サイバーセキュリティー分野の企業連携目指しセミナー開催

(イスラエル、日本)

テルアビブ発

2017年08月22日

ジェトロは、テルアビブで6月に行われた国際会議サイバーウイーク(CW)に併せて「日本-イスラエルセミナー」を開催した。サイバーセキュリティー分野で日本企業とビジネス経験のあるイスラエル企業が、日本における同分野の現状やビジネスチャンスなどを紹介した。

サイバーウイークに併せ初めて実施

6月25~29日、テルアビブ大学で国際会議CWが開催された。主催者はブラバトニク学際的サイバー研究センター、テルアビブ大学、イスラエル首相府国家サイバー局、外務省など。

ジェトロはCWに併せ、サイバーセキュリティー分野の企業間連携を促すことを目的に、「日本-イスラエルセミナー~イスラエル企業を日本に」を初めて実施。同分野で日本企業とビジネス経験のあるイスラエル企業が、日本市場の特徴やニーズ、その経験などについてプレゼンテーションを行った。

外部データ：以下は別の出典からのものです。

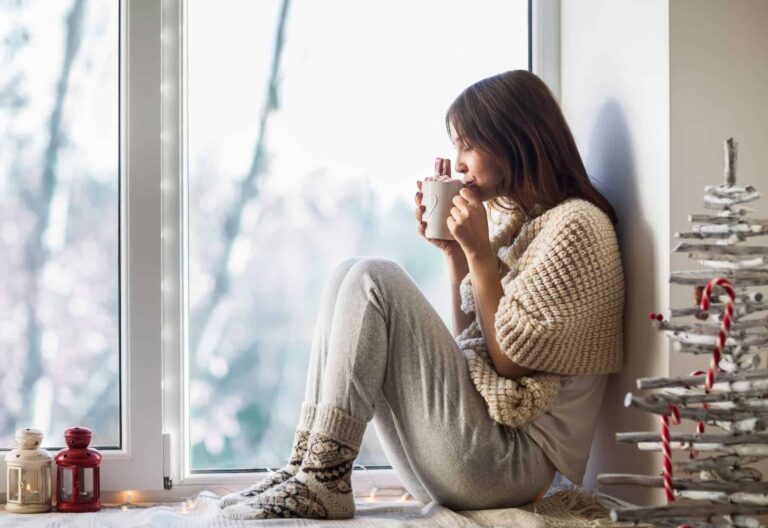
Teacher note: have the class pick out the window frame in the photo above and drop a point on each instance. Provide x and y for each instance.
(543, 19)
(137, 464)
(153, 462)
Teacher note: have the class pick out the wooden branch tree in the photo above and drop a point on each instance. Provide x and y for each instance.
(721, 490)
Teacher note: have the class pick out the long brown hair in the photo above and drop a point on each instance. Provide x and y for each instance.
(514, 119)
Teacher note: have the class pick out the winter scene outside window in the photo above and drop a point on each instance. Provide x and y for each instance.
(308, 126)
(59, 218)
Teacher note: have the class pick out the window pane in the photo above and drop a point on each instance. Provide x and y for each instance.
(357, 119)
(59, 199)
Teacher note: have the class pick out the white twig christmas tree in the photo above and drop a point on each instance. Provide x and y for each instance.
(728, 327)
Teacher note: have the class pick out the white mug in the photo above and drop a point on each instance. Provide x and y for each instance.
(437, 197)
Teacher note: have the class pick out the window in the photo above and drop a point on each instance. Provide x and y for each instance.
(137, 305)
(59, 219)
(280, 192)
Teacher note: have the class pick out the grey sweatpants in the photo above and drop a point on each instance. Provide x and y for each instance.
(381, 352)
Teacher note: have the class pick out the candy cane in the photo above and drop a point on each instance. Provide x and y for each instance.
(667, 450)
(724, 328)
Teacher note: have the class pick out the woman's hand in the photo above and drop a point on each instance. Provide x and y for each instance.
(450, 248)
(468, 223)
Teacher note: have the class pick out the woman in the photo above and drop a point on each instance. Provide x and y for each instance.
(482, 418)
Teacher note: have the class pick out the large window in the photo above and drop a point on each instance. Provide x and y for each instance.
(59, 219)
(308, 126)
(177, 181)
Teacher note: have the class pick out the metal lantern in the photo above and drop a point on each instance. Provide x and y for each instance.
(77, 473)
(29, 474)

チェックポイントのアジア太平洋・中東アフリカ地域セキュリティーエンジニア部門長エイタン・エレズ氏は、日本のセキュリティーベンダーとのビジネス経験やサイバーセキュリティー業界の現状、日本が受けたサイバー攻撃に関する説明を行い、サイバーセキュリティー対策の必要性を強調、日本にはビジネスチャンスがあると語った。また、シージーエス・タワー・ネットワークスのイード・リフシッツ販売マーケティング副社長は対日ビジネスの留意点として、日本企業は高品質の製品・ソリューション、革新的で高い機能、簡略化された操作を求め、顧客満足を確保することの重要性、競争力のある価格設定が求められることなどを解説した。

日本の研究者も開発したシステムを紹介

セミナーの冒頭では、冨田浩司駐イスラエル日本大使、ジェトロ・テルアビブ事務所の余田知弘所長があいさつしたほか、CWの総責任者でありイスラエル国防軍でサイバーセキュリティーに関する顕著な実績を持つテルアビブ大学のイツハク・ベン・イスラエル教授が、日本とイスラエルが協力することの必要性を指摘、今後の両国における同分野の発展に注目していると語った。

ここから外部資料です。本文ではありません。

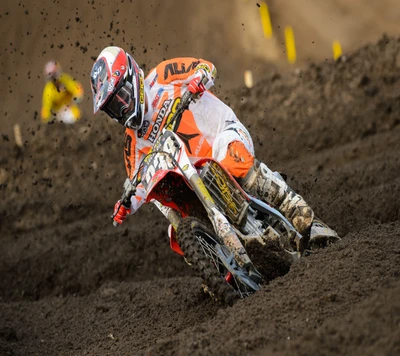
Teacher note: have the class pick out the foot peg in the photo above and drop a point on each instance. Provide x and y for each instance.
(322, 235)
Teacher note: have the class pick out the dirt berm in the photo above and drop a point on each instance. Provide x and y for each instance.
(72, 284)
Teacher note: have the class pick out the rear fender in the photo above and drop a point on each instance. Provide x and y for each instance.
(173, 241)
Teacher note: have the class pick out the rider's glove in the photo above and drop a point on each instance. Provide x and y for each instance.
(196, 86)
(120, 212)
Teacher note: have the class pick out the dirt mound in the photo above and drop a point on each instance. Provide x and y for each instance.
(66, 271)
(73, 284)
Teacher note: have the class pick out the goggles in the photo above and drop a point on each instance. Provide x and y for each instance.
(121, 106)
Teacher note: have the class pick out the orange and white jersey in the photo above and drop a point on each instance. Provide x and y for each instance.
(199, 126)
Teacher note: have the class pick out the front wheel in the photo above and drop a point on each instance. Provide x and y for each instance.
(223, 278)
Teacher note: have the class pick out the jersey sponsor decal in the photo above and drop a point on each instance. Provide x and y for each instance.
(111, 84)
(141, 95)
(157, 98)
(127, 151)
(157, 125)
(203, 66)
(186, 138)
(172, 68)
(142, 131)
(97, 71)
(153, 81)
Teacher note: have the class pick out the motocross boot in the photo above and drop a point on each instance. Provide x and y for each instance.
(271, 187)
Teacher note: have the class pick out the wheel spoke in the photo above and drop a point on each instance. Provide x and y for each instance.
(210, 251)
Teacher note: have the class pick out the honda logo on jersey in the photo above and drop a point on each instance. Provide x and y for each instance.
(157, 125)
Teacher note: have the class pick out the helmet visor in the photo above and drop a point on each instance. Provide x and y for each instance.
(120, 103)
(122, 107)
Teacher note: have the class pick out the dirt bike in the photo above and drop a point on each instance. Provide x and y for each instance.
(212, 219)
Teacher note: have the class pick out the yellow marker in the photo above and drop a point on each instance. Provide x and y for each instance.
(265, 20)
(337, 49)
(290, 44)
(17, 135)
(248, 78)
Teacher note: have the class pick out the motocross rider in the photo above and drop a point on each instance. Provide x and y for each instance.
(209, 128)
(61, 95)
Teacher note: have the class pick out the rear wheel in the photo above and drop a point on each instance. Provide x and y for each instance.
(213, 262)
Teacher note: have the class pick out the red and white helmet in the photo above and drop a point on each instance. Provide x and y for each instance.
(118, 87)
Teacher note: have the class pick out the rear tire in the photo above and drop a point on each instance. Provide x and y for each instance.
(191, 232)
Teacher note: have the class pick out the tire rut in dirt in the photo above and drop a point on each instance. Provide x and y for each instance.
(216, 286)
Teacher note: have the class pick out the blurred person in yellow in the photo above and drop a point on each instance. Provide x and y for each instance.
(61, 95)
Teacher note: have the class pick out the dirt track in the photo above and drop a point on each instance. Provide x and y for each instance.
(71, 284)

また、国立研究開発法人・情報通信研究機構(NICT)の井上大介博士は、同機構が開発したサイバー攻撃観測・分析・対策システム「nicter(ニクター)」(Network Incident analysis Center for Tactical Emergency Response)と、サイバー攻撃統合分析プラットフォーム「NIRVANA改(ニルヴァーナ・カイ)」(nicter Real-network Visual Analyzer KAI)について、プレゼンテーションを行った。井上氏が日本へのサイバー攻撃をリアルタイムでスクリーン上に投影し、サイバー攻撃の実情をビジュアル化して説明すると、聴衆から驚きの声が上がっていた。

なお、CWに先立ち5月には、世耕弘成経済産業相とエリ・コーヘン経済産業相による初の閣僚級日イスラエル経済政策対話がエルサレムで開催された。両氏は「日イスラエル・イノベーション・パートナーシップ」の共同声明に署名し、産業分野のサイバーセキュリティー強化に向けた協力、ハイテク投資拡大に向けた研究開発(R&D)協力の強化、企業間(BtoB)コミュニケーションの強化に合意している。